I held the cutting in my hands and felt my eyes fill with tears. I imagined how I would feel if it had been Elena. I cried again, but this time there was something else beneath the sense of loss: fear. A bone-deep jag of fear that pierced me, and around it was a sense of anger, of near hatred for whoever had done this thing. Laverna had come each day from Silco in Camden County, and though I’d shared no more than half a dozen words with her outside of Miss Webber’s class, I still believed that somehow I had failed her. Why, I did not know, but I believed that both of them—Alice Ruth and Laverna—had been my responsibility.

“You can’t blame yourself,” my mother told me when I explained my feelings. “There are people out there, Joseph, people who do not see life the way that we see it. They grant it no importance, no value, and they are almost incapable of stopping themselves when it comes to such terrible things.”

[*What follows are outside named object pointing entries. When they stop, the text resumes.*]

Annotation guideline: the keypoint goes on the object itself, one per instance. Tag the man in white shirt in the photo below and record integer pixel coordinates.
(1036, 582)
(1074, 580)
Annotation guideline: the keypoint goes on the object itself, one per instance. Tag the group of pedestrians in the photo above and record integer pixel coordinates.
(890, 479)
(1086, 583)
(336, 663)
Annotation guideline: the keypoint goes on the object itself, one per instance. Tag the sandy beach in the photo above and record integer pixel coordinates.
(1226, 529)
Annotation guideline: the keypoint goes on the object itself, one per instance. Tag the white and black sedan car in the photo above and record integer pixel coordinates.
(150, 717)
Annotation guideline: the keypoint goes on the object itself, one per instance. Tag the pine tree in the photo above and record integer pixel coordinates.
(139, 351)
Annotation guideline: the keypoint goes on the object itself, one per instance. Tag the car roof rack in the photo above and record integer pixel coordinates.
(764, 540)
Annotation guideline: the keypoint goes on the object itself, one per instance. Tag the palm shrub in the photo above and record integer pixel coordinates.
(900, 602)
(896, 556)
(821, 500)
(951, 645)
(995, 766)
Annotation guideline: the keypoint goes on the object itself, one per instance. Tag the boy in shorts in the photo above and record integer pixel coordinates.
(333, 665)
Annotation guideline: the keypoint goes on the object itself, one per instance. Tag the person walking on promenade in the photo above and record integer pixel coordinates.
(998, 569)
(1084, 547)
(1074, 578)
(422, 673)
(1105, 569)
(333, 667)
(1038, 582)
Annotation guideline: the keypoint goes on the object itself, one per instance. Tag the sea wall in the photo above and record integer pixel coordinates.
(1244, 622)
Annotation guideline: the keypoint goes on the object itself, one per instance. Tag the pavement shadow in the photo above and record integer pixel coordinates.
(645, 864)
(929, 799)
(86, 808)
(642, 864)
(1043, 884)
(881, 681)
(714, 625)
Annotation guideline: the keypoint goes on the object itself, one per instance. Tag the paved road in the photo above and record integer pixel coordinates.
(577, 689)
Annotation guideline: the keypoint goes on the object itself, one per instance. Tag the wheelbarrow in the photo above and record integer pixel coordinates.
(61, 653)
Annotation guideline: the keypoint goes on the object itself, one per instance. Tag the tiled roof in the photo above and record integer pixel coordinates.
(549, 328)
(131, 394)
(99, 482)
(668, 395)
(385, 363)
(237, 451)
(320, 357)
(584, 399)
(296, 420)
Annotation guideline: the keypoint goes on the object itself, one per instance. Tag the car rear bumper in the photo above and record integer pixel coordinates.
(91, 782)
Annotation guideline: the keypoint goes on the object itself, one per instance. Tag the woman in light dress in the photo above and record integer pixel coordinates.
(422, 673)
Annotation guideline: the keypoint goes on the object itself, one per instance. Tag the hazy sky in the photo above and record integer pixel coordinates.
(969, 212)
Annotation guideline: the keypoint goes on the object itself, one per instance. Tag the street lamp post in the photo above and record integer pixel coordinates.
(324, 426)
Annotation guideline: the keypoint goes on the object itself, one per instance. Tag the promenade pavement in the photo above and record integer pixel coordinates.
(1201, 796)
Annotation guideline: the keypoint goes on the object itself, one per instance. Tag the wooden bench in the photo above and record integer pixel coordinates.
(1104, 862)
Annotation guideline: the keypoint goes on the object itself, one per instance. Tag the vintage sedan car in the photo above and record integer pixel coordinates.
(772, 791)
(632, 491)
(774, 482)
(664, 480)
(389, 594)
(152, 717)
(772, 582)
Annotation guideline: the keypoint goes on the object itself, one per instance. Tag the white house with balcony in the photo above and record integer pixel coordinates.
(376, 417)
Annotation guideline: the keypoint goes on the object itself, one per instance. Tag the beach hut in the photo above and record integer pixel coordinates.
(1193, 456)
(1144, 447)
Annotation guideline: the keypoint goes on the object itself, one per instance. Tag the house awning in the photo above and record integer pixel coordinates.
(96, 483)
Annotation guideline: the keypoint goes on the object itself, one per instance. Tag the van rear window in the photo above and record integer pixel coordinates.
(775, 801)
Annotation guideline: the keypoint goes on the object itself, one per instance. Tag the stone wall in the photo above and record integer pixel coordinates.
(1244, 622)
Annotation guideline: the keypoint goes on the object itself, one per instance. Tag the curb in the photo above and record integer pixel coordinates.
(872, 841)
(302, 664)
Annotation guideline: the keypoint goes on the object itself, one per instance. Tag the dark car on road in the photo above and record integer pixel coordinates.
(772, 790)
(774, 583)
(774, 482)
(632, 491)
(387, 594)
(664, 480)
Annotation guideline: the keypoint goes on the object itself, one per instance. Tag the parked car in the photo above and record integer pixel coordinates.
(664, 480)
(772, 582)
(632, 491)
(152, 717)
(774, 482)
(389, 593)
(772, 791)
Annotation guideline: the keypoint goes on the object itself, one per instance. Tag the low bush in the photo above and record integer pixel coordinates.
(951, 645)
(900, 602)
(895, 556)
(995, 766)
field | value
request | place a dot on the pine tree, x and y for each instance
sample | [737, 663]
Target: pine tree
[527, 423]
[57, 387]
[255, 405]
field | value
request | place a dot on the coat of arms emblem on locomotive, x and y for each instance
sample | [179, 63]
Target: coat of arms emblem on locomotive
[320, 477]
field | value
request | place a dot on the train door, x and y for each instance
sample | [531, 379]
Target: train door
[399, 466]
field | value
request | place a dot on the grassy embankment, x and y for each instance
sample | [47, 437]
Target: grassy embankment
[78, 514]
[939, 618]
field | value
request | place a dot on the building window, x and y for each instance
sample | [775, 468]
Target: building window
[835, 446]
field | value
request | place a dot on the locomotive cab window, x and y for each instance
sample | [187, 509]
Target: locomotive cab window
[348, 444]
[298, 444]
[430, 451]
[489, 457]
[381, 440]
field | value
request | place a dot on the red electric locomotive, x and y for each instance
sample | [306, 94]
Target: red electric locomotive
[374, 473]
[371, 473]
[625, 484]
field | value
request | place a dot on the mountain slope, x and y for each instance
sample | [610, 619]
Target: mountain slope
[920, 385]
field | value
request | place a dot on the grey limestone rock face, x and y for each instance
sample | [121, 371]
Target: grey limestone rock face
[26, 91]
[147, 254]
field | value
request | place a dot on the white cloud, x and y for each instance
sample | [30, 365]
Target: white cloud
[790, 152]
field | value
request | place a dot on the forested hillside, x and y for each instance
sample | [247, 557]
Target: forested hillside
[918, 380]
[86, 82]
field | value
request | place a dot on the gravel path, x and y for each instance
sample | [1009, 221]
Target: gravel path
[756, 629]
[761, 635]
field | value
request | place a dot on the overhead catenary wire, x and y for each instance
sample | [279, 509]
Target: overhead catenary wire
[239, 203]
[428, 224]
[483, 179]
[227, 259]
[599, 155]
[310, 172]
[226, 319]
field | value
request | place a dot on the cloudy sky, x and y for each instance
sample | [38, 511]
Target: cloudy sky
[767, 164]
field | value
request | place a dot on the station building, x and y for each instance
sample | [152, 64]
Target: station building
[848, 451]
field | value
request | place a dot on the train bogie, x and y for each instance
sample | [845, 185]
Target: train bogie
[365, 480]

“There must be something we can do.”

“We can be watchful,” she said. She leaned closer to me as if imparting a secret not to be shared with the world. “We must take to watching for ourselves, and watching for everyone else. I know you feel responsible, Joseph, that is your nature, but responsibility and blame are not the same thing. You should be responsible if you feel it is your duty, but you must never blame yourself. You cannot punish yourself for the crimes of another.”

I listened. I understood. I wanted to do something, but I did not know what.

Two men came. They wore dark suits and hats. My mother told me they were from the Georgia Bureau of Investigation, that they had been assigned to assist Sheriff Dearing. They crisscrossed the state asking forthright, indelicate questions, and from what I overheard from the kitchen it seemed that people quickly began to resent their presence. Dearing had apparently requested that he accompany them, but agents Leon Carver and Henry Oates declined his request, said it was Federal business, that objectivity was the key. I saw Carver once, a tall and imposing man, whose nose looked like a clenched fist scattered with purple veins. With eyes set back far into his head beneath heavy brows, he appeared to be squinting out of a permanent shadow. I did not speak to him, nor he to me. He watched me like I could not be trusted, and then turned his back. They stayed in Augusta Falls for three days, then they headed south, made a wide clockwise circuit through the surrounding towns, and then disappeared. We heard no more, and they were never mentioned.

Later I spoke to Hans Kruger.

“Boogeyman,” he said. “There’s a boogeyman out there and he comes to eat children.”

I snorted in contempt. “Who told you that?”

“Walter,” he said defensively. “Walter told me it was a boogeyman, someone who’s come back from the dead and needs to feed off living people to stay alive.”

“And you believe that horseshit?”

Hans hesitated for a moment.

“And he says these things to Elena?” I asked.

Hans shook his head. “No, he doesn’t say these things to Elena. I have to tell Elena so she knows—”

I grabbed him suddenly by the collar of his shirt. He tried to step back but I held on tight. “You don’t say anything to Elena!” I snapped. “You leave Elena alone. She’s frightened enough as it is without you telling her horseshit stories about things that don’t even exist!”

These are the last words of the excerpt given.